Tarihleri boyunca Mısır krallarının karşılaştıkları belki de en güçlü hasım olan Hitit kralları ile yapılan savaş, eskiçağ tarihinin de en önemli olaylarından biri olmuştur. Dönemin en büyük iki siyasi gücünün mücadele verdiği bu savaşta, o döneme değin toplan­mış olan en kalabalık iki ordu, Doğu Akdeniz kıyılarında kimin hüküm süreceğini belirleyecekti. Mısır krallığının kendisi kadar güçlü bir diğer rakibi ile girdiği güç mücadelesinde Mısır kralları, Hitit kralları ile yenişmeyi başaramamışlardır. Mısır krallığının sahip olduğu gücün ve yönetme becerisinin son büyük sınanması ise Deniz Kavimleri Göçleri’dir. Mısır tarihinde komşu bölgelerde yaşayan insanların Nil’in zenginliğine ulaşmak için birçok defa Mısır’a göç etmeye çalıştıkları görülmesine rağ­men ilk defa uzak bölgelerden kaynaklı bir göç hareketiyle kar­şılaşan Mısır kralları karadan ve denizden gelen bu insan kala­balığına karşı büyük mücadeleler vererek krallıklarını korumayı başarmışlardır. Bütün bu gelişmeler, Mısır’daki krallık anlayışını yok etmekten çok güçlendirmiş ve özgün bir idare anlayışının oluşmasına yol açmıştır.”

Konuşmaya ilgi duyan çok sayıda, üniversite öğretim üyeleri, eğitimci, şair ve yazarın da katıldığı toplantı toplu fotoğraf çekimiyle son buldu.

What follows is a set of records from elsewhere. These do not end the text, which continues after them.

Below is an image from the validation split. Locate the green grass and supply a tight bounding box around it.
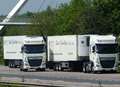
[0,84,24,87]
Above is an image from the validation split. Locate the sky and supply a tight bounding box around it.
[0,0,70,15]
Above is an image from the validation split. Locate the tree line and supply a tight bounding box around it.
[2,0,120,36]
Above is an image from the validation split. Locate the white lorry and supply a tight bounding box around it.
[47,35,118,72]
[3,36,24,67]
[3,36,46,71]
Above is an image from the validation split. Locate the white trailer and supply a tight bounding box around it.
[3,36,24,67]
[20,36,46,71]
[47,35,119,72]
[47,35,88,70]
[3,36,46,71]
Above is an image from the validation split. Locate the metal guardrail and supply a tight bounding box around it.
[0,81,63,87]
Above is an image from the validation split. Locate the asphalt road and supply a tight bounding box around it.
[0,66,120,85]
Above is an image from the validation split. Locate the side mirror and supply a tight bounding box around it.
[92,46,95,53]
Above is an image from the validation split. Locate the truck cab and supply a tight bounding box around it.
[89,35,119,71]
[20,36,46,71]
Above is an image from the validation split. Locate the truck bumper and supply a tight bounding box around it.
[94,67,118,71]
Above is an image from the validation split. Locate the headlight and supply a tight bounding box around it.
[24,63,29,66]
[96,58,100,64]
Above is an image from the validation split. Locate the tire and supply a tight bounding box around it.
[22,69,28,72]
[83,63,87,73]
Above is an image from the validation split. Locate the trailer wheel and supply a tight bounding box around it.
[22,69,28,72]
[83,63,86,73]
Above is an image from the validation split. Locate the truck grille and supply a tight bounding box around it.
[100,57,115,68]
[28,59,42,67]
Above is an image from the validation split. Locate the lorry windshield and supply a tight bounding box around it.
[24,44,45,53]
[96,44,118,54]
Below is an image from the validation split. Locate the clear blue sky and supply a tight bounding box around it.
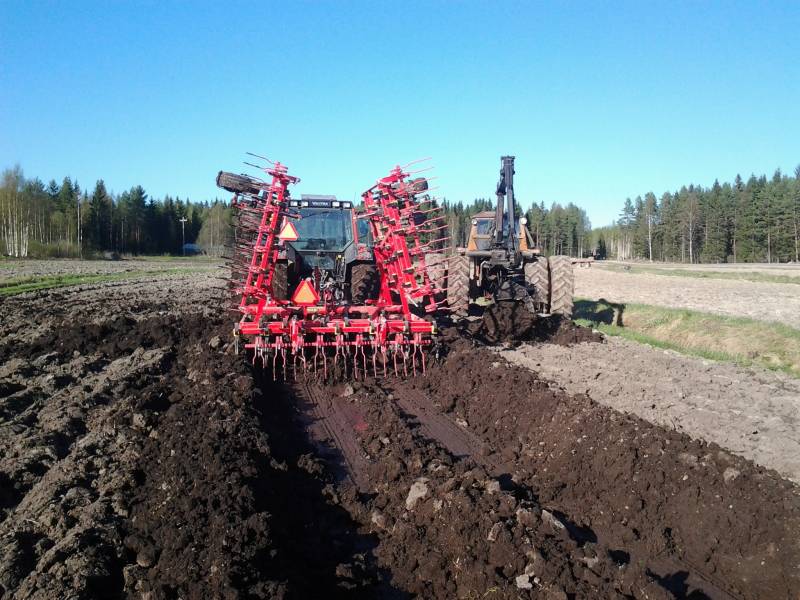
[0,0,800,225]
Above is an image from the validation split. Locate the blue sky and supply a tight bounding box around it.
[0,0,800,225]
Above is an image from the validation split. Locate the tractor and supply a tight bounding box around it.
[217,163,444,378]
[437,156,574,319]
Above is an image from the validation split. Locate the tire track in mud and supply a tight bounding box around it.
[292,381,370,492]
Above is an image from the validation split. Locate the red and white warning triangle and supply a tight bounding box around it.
[278,221,300,242]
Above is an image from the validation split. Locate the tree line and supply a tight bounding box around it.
[0,167,230,257]
[592,166,800,263]
[0,167,592,257]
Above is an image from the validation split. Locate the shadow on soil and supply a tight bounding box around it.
[253,369,407,598]
[573,298,625,327]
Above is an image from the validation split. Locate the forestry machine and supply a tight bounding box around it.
[437,156,574,319]
[217,163,444,379]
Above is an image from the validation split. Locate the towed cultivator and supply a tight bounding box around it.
[217,157,445,379]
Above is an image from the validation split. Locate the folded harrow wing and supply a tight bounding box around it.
[217,157,444,379]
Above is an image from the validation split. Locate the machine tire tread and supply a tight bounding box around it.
[547,256,575,319]
[524,256,550,312]
[447,256,470,317]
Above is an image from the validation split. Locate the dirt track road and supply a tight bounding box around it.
[575,265,800,328]
[0,264,800,600]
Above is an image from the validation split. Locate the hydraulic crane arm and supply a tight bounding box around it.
[492,156,519,256]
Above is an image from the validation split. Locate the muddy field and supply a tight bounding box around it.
[575,264,800,328]
[0,264,800,599]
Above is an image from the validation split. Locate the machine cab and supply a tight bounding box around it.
[467,210,534,252]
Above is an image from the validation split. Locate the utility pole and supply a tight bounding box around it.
[180,217,187,256]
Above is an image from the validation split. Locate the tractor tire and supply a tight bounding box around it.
[447,256,471,317]
[217,171,260,196]
[425,252,447,291]
[350,263,380,305]
[272,262,289,300]
[547,256,575,319]
[525,256,550,312]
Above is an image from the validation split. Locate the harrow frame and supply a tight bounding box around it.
[225,158,444,379]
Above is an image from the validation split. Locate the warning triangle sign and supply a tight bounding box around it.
[278,221,300,242]
[292,279,319,306]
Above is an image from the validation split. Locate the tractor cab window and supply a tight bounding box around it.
[356,219,372,246]
[475,219,494,235]
[292,208,353,252]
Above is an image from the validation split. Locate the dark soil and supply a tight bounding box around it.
[0,278,800,599]
[457,302,603,345]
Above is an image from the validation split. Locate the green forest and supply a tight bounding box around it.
[0,167,800,263]
[591,167,800,263]
[0,167,230,258]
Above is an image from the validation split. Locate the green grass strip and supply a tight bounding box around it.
[0,267,214,296]
[601,264,800,285]
[575,299,800,378]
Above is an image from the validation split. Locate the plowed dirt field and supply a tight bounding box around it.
[0,264,800,599]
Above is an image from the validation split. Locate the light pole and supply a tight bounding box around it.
[180,217,187,256]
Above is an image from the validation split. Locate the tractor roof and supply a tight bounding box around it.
[300,194,336,200]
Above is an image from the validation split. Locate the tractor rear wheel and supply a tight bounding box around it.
[547,256,575,319]
[447,256,471,317]
[525,257,550,312]
[350,263,380,304]
[272,262,289,300]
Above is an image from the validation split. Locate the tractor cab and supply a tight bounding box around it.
[278,194,373,294]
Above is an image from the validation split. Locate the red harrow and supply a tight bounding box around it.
[217,158,445,379]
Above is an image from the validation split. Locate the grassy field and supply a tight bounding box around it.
[575,299,800,377]
[601,263,800,285]
[0,266,213,296]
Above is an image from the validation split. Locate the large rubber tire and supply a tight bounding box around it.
[547,256,575,319]
[525,256,550,312]
[425,252,447,290]
[350,263,380,305]
[217,171,260,195]
[447,256,472,317]
[272,262,289,300]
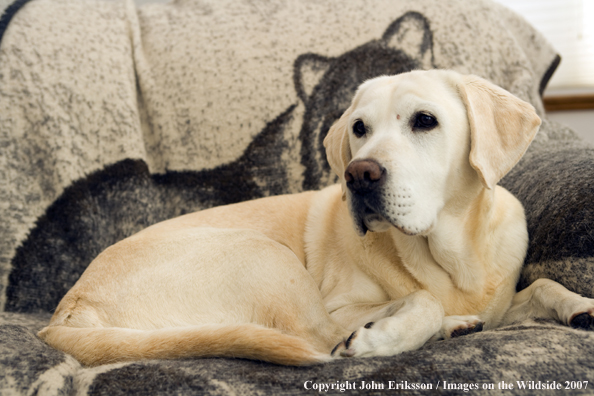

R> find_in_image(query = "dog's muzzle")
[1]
[344,159,386,195]
[344,159,389,235]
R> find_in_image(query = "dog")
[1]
[6,11,435,312]
[39,70,594,365]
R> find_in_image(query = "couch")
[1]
[0,0,594,395]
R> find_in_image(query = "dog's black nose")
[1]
[344,159,386,194]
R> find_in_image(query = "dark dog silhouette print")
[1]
[6,12,434,312]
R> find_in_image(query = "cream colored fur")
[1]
[39,71,594,365]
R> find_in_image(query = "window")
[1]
[496,0,594,94]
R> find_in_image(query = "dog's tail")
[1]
[38,323,332,366]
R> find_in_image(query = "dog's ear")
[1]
[324,107,353,201]
[460,76,541,189]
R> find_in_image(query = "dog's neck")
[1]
[384,188,494,294]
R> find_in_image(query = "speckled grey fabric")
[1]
[0,0,594,395]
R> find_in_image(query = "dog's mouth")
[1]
[349,195,422,236]
[349,195,396,236]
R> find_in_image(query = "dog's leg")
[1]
[503,279,594,330]
[332,290,444,357]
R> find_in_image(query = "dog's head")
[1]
[324,70,540,235]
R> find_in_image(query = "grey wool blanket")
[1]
[0,0,594,395]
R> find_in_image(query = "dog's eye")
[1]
[413,113,437,130]
[353,120,367,137]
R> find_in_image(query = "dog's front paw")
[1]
[332,322,387,357]
[569,308,594,331]
[332,318,431,357]
[443,316,484,338]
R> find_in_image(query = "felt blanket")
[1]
[0,0,594,395]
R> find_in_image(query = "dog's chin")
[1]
[362,213,394,232]
[352,207,433,237]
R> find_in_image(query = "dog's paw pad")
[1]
[450,322,483,338]
[569,312,594,330]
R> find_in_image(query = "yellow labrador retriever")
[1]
[39,70,594,365]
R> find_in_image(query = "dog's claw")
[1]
[340,349,355,357]
[569,312,594,330]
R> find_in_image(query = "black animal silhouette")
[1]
[6,12,434,312]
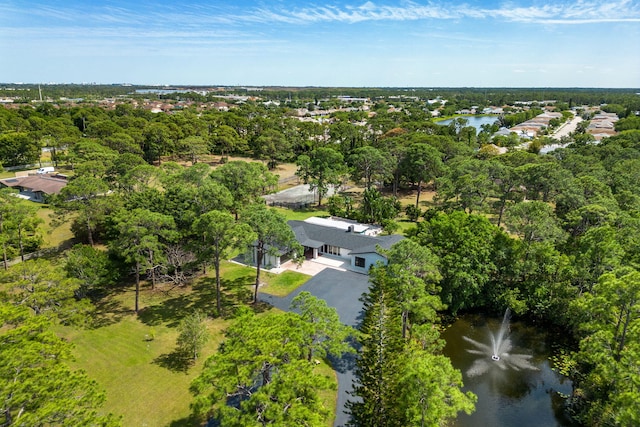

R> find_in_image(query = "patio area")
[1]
[269,256,349,276]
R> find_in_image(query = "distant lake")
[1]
[436,116,498,132]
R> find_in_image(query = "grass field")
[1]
[34,203,73,249]
[58,262,336,427]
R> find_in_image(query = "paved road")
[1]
[259,268,369,427]
[551,116,582,140]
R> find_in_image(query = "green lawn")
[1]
[59,262,328,427]
[273,206,329,221]
[34,203,73,249]
[260,270,311,297]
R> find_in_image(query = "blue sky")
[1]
[0,0,640,88]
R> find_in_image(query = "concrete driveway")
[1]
[259,268,369,427]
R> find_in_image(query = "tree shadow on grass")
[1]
[91,297,131,329]
[138,277,251,327]
[153,349,193,374]
[169,414,211,427]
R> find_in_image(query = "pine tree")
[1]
[349,267,405,427]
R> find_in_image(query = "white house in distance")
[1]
[252,217,404,274]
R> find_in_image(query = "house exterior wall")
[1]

Bu vesileyle böylesine güzel bir toplantıyı tertipledikleri için Kahramanmaraş Türk Ocakları şubesine, program konuşmacısı Doç. Dr. Ercüment YILDIRIM, MESDER Kahramanmaraş Edebiyat ve Sanat Derneğine ve programı izleyen değerli katılımcılara çok teşekkür ederim.

Selam ve sevgilerle.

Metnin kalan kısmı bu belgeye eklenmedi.